Now, all Indian languages in cyberspace: The Hindu



Bangalore: The Centre for Development and Advance Computing hit a significant milestone on Tuesday in its journey to bridge the digital divide in India.

In a medium where English is the presiding deity, the CDAC’s release of fonts and software tools in six languages — thus completing the releases in all 22 official Indian languages — is a significant step towards increasing Indian language content on the Internet.

Packages in Bangla, Konkani, Kashmiri, Sindhi, Manipuri and Santali (all except Bangla available in two scripts), along with 16 others, are now available free for download or can be ordered from the Indian Language Data Centre website ( www.ildc.in). A quick peek at the Hindi Firefox browser reveals a completely customised browser with only the logo and the URL in English. Besides True Type fonts and Unicode-compliant Open Type fonts that can be installed, the CD offers localised avatars of software tools such as a full office Suite Open Office (3.0), FireFox Browser, Pidgin (a multiprotocol messenger), Thunderbird email client and a content management system.

So, seven lakh CDs (delivered on demand) and 39 lakh downloads later, the GIST (Graphics and Intelligence-based Scripting Technologies) team at the CDAC is now looking ahead. Mahesh D. Kulkarni, programme coordinator, GIST, says: “People think language tools are expensive and is not growing. So we offered this basic information processing tool — with fonts and functions like word processing and email — free of cost to the common man.” This will increase local content on the web and drive futuristic localised technologies such as Optical Character Recognition, grammar check and machine-assisted translation systems.

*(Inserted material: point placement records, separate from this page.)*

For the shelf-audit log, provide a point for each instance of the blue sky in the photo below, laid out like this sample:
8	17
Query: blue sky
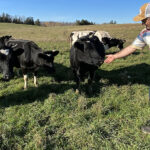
98	11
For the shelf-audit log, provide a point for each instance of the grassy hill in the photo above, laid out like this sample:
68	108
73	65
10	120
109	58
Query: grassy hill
52	116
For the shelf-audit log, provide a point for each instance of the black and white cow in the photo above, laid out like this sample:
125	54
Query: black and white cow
86	55
74	36
26	55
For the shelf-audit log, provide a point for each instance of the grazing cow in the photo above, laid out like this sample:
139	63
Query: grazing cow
6	63
100	34
77	34
27	56
110	42
86	55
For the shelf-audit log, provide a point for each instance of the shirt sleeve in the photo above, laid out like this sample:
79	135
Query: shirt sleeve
138	43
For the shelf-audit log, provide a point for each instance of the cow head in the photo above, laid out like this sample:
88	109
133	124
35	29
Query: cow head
3	41
90	50
7	58
47	59
6	64
110	42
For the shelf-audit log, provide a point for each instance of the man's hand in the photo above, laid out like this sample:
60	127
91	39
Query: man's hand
109	58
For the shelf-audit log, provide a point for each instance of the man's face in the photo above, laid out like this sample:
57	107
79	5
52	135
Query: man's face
146	22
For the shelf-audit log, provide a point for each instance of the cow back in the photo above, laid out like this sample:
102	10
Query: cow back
87	50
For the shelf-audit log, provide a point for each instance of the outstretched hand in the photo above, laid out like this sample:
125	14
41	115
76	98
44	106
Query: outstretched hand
109	59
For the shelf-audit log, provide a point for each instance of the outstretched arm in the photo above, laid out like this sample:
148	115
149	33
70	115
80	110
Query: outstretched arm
125	52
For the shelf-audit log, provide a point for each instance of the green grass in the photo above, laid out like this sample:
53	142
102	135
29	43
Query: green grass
52	116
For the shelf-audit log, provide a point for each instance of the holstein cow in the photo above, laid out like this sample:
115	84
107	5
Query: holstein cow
86	55
100	34
27	56
75	35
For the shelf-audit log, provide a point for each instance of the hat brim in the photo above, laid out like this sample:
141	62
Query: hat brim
138	18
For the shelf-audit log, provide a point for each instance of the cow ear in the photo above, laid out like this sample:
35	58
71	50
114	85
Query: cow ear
105	40
53	52
79	46
44	56
18	51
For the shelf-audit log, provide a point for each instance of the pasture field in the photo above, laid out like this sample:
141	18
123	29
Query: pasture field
53	117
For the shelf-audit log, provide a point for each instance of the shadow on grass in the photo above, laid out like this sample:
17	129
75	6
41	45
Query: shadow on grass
136	74
33	94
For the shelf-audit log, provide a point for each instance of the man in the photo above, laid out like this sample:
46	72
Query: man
140	42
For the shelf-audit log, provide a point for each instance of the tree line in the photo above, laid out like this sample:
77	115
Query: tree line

Given that one in every six villages is slated to get a Common Service Centre (CSC) providing free e-services to the masses (as envisioned by the NeGP), local language development is critical. However, despite the efforts of the government and independent developers, local language computing is yet to make significant inroads into mainstream digital society. The multiplicity of fonts and scripts and their non-linear nature have resulted in slow development until recently. The CDAC, too, did not get ahead with its first package till 2005, rather late by Internet standards.

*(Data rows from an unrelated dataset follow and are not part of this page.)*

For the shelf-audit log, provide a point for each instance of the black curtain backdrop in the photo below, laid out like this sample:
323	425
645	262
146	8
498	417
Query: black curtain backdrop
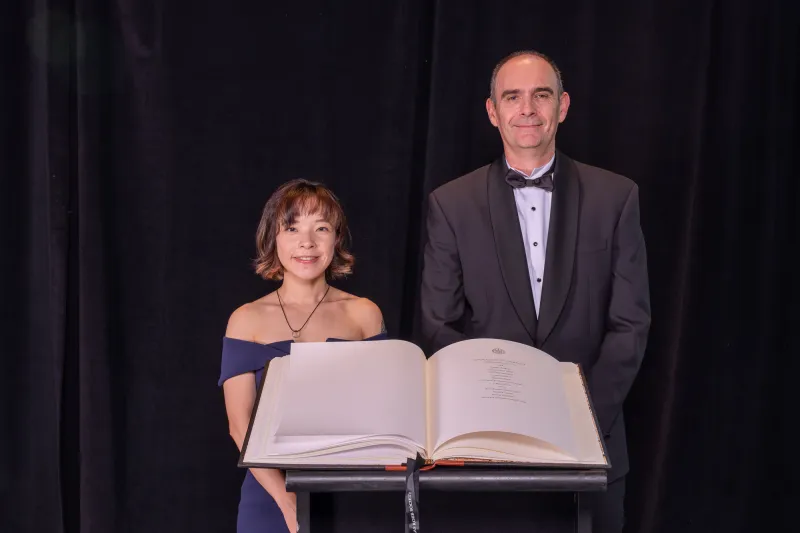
139	140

Experts point out that though significant funds have been devoted to font development, the non-free terms of licensing and distribution, and the lack of quality control dampen these initiatives. Hariprasad Nadig, part of the Kannada localisation team of Sampasa, says releases so far have been ridden with bugs.

For instance, some packages (when tested randomly) did not install on Debian (a GNU/Linux) operating system. “Even the translations are so Sanskritised and unprofessionally done that it may put off the lay user. There aren’t any quality checks and a random assortment of packages seems to be thrown in,” Mr. Nadig points out. That many of these packages, like the messenger for instance, will need updates which may not be possible is another key issue.

Such issues can be solved by making the code available in public domain, instead of using restrictive licenses, Mr. Nadig says. Using a GNU Public Licence (a free software licence) will help to utilise local developers’ talent without returning to (and paying) vendors each time it needs to be modified.